How detailed should a task spec be?

Match detail to risk and novelty. High-risk or first-time tasks need comprehensive specs with full environment context, constraints, failure protocols, and verification steps. Routine tasks with proven patterns can use minimal specs — objective, expected output, and key constraints. The environment context block is always worth including. When in doubt, add more context; an agent can ignore extras but can't invent what's missing.

Should I paste file contents into the task spec?

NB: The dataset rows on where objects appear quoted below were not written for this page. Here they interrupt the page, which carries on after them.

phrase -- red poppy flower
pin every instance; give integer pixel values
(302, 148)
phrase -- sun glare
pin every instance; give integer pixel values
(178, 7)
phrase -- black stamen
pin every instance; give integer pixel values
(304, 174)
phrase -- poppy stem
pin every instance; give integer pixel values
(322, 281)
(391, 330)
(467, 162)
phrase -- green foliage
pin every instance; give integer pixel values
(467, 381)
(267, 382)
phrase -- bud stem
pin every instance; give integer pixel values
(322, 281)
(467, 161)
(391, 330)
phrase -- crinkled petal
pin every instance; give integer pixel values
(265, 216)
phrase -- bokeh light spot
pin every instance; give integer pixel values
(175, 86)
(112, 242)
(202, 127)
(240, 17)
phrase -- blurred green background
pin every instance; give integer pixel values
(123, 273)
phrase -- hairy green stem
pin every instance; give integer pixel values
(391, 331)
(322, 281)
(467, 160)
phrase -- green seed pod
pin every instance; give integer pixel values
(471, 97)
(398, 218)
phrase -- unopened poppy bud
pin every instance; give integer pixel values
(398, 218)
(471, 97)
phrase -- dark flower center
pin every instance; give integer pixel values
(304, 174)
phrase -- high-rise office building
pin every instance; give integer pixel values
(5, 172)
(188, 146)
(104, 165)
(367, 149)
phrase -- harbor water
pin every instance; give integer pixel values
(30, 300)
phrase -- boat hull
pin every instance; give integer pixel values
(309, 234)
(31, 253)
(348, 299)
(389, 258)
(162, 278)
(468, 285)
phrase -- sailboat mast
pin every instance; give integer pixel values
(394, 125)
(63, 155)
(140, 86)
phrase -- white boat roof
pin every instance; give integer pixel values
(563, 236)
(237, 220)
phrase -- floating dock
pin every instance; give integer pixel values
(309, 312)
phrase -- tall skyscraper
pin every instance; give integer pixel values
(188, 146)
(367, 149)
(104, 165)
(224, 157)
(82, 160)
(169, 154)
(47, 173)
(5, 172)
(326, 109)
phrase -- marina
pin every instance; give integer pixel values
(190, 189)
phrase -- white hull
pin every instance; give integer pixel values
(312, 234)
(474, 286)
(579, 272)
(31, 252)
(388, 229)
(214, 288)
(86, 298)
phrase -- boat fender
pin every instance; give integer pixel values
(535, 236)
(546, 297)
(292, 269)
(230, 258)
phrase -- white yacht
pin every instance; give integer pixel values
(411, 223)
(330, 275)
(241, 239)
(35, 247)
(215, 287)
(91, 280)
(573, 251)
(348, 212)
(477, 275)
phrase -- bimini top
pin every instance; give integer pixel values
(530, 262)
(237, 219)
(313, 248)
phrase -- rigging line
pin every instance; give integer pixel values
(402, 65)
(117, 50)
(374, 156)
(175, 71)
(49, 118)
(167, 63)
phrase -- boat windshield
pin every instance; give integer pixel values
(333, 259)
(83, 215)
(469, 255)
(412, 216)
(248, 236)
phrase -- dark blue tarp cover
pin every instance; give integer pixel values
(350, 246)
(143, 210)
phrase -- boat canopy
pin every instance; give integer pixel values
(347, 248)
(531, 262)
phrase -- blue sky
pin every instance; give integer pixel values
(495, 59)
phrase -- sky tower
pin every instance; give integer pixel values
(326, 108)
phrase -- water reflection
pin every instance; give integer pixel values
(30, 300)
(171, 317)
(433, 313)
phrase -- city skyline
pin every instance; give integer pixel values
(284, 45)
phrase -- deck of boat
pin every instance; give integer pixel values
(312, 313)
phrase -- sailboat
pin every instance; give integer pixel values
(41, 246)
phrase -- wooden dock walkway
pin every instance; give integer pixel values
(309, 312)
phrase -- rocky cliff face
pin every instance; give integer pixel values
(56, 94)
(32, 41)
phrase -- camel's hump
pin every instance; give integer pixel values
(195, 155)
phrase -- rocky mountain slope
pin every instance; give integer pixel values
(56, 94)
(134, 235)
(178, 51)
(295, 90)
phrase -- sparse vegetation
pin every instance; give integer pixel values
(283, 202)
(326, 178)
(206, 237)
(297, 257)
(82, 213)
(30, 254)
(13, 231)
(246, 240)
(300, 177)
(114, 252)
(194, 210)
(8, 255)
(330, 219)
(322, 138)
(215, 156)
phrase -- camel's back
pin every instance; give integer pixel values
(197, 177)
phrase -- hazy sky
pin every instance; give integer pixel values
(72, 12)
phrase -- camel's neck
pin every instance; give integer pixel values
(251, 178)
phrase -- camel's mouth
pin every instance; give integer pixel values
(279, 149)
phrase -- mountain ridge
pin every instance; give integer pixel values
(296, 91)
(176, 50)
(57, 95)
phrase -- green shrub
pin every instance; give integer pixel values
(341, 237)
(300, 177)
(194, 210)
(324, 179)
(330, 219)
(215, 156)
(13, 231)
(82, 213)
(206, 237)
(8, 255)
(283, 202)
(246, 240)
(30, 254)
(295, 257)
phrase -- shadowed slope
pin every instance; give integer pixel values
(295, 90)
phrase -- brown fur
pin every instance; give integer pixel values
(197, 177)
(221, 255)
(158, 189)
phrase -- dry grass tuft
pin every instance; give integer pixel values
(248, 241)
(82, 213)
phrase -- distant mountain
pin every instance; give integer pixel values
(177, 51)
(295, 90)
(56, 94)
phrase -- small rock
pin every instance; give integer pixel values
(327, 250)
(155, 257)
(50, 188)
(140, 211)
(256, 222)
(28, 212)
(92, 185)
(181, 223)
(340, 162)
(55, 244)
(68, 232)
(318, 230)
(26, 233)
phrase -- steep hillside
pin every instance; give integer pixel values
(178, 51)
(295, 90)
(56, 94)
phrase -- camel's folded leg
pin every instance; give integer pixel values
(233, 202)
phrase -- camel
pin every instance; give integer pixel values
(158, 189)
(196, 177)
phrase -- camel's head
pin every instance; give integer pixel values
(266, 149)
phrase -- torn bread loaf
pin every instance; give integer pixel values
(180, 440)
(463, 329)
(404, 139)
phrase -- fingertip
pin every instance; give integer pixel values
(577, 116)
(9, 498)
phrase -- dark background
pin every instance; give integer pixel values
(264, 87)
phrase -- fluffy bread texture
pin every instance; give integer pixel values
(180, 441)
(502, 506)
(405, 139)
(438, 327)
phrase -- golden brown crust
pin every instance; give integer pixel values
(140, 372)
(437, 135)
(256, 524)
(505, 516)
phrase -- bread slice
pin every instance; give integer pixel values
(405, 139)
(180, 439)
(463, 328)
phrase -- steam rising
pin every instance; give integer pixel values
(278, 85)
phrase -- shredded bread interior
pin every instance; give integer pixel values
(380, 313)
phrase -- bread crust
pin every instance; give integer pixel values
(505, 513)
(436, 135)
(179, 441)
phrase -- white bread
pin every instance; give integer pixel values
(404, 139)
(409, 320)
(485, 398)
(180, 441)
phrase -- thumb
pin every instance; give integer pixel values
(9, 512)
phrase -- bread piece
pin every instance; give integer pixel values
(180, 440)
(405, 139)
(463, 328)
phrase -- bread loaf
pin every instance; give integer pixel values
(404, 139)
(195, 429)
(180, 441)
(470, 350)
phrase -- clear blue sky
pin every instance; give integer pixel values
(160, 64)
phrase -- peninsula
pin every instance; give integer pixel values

Yes, for key excerpts. If you've already read a file and found the relevant sections, paste them directly into the spec. This eliminates the sub-agent's need to re-read and re-parse, saving tokens and time. Don't paste entire large files — just the relevant interfaces, function signatures, configuration blocks, or error messages.

What task spec variations exist for different task types?

Four common variations: code tasks (add build/test commands, target files, code style constraints), research tasks (add scope boundaries, source preferences, depth/breadth tradeoffs), content tasks (add style guide, audience, SEO requirements, reference content), and debugging tasks (add symptom description, reproduction steps, what was already tried, relevant logs). Each extends the universal template with domain-specific sections.